The most talked about active hockey player to the sport’s playoff viewing audience right now is not arguably the best player on the planet (Pittsburgh’s Sidney Crosby), but a black Canadian who happily donned a cowboy hat and sang Johnny Cash songs upon his stunning trade from Montreal to Nashville last summer. Here he was, a guy who has certainly been called the same word that decorated an iron-wrought gate in California multiple times in his life, exerting a small piece of the personality that makes him as beloved to some fans as he is reviled by others. It was kind of sublime. It was also something that could only happen in America, if you were desperately looking for a bit of redemption.
Yet, at midnight, Twitter was still giving us ‘Moments’ about a typo. As expected, the social media service told us that Sean Spicer said Sean Spicer things.
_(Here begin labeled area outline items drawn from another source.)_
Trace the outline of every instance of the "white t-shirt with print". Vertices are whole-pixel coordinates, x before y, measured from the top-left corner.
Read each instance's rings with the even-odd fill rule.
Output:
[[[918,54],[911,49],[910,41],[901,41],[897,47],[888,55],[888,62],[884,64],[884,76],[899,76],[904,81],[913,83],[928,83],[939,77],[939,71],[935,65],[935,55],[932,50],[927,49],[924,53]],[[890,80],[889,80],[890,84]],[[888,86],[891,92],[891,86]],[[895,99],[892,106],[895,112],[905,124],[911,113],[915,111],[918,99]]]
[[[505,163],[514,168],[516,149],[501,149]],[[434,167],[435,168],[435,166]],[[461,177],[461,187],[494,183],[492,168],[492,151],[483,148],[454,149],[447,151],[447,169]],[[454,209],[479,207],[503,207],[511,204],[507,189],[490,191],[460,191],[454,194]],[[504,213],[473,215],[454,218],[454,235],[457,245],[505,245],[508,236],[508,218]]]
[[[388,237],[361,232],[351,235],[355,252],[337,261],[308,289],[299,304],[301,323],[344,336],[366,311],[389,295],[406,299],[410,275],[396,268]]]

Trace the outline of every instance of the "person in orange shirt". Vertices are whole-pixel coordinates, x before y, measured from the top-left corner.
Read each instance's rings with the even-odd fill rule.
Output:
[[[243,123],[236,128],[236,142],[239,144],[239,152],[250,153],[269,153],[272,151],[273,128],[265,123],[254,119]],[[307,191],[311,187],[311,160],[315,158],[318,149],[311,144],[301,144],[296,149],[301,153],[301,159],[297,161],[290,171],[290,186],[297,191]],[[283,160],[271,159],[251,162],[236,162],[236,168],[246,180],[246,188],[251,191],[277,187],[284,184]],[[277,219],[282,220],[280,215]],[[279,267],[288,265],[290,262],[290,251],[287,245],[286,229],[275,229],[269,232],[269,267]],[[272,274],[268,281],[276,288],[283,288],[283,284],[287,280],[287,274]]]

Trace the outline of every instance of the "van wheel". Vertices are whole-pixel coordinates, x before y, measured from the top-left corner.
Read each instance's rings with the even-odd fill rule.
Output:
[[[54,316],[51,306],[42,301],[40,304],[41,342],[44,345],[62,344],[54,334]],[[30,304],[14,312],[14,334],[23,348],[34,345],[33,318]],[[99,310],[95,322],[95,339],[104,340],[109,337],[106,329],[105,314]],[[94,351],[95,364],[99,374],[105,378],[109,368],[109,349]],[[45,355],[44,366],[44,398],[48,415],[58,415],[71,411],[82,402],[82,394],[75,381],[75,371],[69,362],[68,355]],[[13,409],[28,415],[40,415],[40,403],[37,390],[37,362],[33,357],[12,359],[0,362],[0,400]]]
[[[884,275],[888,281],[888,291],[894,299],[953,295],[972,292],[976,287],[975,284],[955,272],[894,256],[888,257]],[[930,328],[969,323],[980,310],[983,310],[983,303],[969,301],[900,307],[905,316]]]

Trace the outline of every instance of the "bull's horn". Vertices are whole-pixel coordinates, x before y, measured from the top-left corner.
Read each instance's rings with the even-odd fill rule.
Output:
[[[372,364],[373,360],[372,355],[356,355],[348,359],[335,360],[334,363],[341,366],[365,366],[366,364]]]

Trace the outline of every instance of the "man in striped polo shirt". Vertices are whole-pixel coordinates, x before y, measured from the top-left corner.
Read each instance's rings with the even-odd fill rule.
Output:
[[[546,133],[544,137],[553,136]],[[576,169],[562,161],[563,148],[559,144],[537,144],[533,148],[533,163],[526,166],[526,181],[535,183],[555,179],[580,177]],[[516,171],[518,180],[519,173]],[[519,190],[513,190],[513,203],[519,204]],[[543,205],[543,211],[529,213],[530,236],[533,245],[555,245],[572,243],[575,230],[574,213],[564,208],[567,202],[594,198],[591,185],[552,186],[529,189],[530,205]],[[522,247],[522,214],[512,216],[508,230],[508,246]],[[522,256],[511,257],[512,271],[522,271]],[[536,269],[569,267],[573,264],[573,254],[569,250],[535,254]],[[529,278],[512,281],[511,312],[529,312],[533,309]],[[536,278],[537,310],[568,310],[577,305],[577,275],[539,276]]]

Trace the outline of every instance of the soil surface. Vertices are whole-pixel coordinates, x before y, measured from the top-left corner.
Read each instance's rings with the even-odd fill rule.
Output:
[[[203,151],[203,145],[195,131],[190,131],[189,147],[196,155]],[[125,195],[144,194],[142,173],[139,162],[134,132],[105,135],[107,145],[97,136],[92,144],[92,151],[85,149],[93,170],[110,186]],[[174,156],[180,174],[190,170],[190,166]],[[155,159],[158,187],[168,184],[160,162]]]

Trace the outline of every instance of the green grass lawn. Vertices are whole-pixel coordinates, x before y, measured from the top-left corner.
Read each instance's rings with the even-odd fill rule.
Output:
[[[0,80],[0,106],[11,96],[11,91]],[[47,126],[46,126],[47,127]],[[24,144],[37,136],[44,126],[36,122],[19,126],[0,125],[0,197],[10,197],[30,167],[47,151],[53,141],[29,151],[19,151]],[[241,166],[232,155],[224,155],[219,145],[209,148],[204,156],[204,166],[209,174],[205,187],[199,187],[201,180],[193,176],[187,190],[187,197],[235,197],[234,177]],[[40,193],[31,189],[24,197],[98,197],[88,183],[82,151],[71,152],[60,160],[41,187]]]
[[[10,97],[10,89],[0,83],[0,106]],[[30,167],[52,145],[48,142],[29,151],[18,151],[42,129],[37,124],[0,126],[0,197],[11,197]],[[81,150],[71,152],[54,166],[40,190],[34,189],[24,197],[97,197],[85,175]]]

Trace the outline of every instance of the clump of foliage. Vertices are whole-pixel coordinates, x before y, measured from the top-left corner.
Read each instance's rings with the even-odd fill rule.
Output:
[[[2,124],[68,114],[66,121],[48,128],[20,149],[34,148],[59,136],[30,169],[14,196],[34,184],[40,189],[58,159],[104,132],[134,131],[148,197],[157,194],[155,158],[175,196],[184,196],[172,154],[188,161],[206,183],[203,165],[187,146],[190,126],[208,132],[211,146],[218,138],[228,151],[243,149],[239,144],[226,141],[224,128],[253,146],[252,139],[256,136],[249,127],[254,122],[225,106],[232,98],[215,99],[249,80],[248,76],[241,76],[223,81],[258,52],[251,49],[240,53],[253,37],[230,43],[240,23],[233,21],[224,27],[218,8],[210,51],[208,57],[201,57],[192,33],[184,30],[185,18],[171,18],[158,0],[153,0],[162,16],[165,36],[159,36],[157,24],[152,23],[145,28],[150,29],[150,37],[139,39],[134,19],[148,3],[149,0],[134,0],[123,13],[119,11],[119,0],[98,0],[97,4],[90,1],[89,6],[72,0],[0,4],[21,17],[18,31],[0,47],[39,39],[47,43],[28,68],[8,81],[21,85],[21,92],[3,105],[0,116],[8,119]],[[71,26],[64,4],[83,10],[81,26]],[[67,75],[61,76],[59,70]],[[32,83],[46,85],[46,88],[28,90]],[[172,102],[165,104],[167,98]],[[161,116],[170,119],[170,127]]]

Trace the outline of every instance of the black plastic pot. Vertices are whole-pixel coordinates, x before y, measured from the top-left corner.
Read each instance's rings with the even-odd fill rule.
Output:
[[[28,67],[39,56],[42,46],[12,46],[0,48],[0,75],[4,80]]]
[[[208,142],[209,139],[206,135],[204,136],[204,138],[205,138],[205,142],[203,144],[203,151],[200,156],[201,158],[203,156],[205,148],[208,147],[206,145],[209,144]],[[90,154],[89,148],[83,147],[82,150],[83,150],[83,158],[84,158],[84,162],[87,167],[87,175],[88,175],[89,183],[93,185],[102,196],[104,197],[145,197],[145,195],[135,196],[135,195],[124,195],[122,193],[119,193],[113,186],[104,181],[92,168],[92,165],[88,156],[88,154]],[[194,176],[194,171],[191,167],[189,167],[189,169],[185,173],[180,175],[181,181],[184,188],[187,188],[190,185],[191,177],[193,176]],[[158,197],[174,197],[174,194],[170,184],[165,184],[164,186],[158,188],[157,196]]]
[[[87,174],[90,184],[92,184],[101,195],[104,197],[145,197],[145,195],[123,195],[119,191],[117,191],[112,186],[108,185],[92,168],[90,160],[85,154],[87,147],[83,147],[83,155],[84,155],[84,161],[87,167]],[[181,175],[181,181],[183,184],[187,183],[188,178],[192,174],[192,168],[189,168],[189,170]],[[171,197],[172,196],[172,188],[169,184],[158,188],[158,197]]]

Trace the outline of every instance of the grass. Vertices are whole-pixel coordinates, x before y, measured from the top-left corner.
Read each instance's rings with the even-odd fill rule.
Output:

It mentioned that Hillary Clinton, who will be subtweeting this president for the rest of her life, said Hillary Clinton things. Pop culture kept on popping with it, although by that point, the East and Central time zones went to bed while those in the Mountain and Pacific ones might have finally moved on.
Collectively, we spent all of Wednesday and a good bit of Thursday fixated on a single typing mistake from an aspiring, but incompetent authoritarian. In fairness, we were all over it because he has heartened people that are bold enough to spray paint a racial epithet on the property of a superstar sports figure or leave ropes hanging in plain view of average museum goers. Yet, we could have used a few more good quintessentially American moments like a black hockey player singing “what so proudly we hail…” while waiting for the puck to drop.